IPv6 is one of two main versions of the Internet Protocol (IP), the other being IPv4. It is the newer of the two, and was designed to address problems with IPv4:

  • IPv4’s 32-bit address space was completely allocated. IPv6 addresses this with 128-bit addresses.
  • There’s a 40-byte fixed length header, already smaller than IPv4 and non-variable.
  • It is designed to enable different network layer treatment of “flows”, i.e., like a connection-oriented abstraction. IPv4 was designed with a datagram-oriented abstraction.

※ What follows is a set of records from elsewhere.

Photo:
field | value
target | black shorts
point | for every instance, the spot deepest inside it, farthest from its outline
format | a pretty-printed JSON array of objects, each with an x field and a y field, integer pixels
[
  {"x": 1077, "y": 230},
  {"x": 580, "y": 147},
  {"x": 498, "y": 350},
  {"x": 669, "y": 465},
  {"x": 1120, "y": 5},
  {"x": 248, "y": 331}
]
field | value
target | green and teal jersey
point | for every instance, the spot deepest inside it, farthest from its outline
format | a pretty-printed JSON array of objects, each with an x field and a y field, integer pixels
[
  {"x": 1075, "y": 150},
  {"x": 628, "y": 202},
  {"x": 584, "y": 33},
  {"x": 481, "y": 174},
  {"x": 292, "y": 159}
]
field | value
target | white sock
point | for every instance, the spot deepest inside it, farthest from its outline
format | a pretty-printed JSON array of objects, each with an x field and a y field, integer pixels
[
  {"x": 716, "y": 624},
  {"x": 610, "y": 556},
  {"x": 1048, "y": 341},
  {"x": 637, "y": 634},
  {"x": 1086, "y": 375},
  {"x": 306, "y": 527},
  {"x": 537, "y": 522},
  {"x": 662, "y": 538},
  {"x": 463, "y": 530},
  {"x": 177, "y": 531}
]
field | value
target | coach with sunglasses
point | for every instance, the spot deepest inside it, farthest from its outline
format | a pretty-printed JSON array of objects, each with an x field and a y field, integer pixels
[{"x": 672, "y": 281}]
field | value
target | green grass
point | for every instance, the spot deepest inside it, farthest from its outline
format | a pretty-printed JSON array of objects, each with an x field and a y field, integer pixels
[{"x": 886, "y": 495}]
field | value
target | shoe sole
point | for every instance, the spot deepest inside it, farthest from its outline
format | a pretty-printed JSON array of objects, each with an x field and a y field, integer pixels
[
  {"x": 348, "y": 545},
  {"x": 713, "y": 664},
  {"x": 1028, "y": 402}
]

In general, IPv6 has seen a great deal of adoption. However, NAT in general has made the switch to IPv6 much less critical.

Specification

The IPv6 datagram is below: What is the same as IPv4:

  • Versioning number
  • Next header

Note what is missing compared to IPv4:

  • No checksum, to speed-up processing at routers.
  • No fragmentation/reassembly. It is instead done at the endpoint.
  • No options. We can instead pass it as a payload.

Tunnelling

Not all routers can be upgrade simultaneously. Routers operate with mixed IPv4 and IPv6 datagrams via tunnelling, where IPv6 datagrams are carried as a payload in an IPv4 datagram among IPv4 routers (a packet within a packet). This idea is also used in 4G/5G. In a solely IPv6 subset of the network, the datagram is as usual (plus the link layer frame). In a mixed IPv4/IPv6 network, we might need to send a datagram between two IPv6 datagrams via an IPv4 subnet. In this case, we tunnel the IPv6 datagram within an IPv4 datagram. In this sense, the IPv4 basically functions like a link layer technology.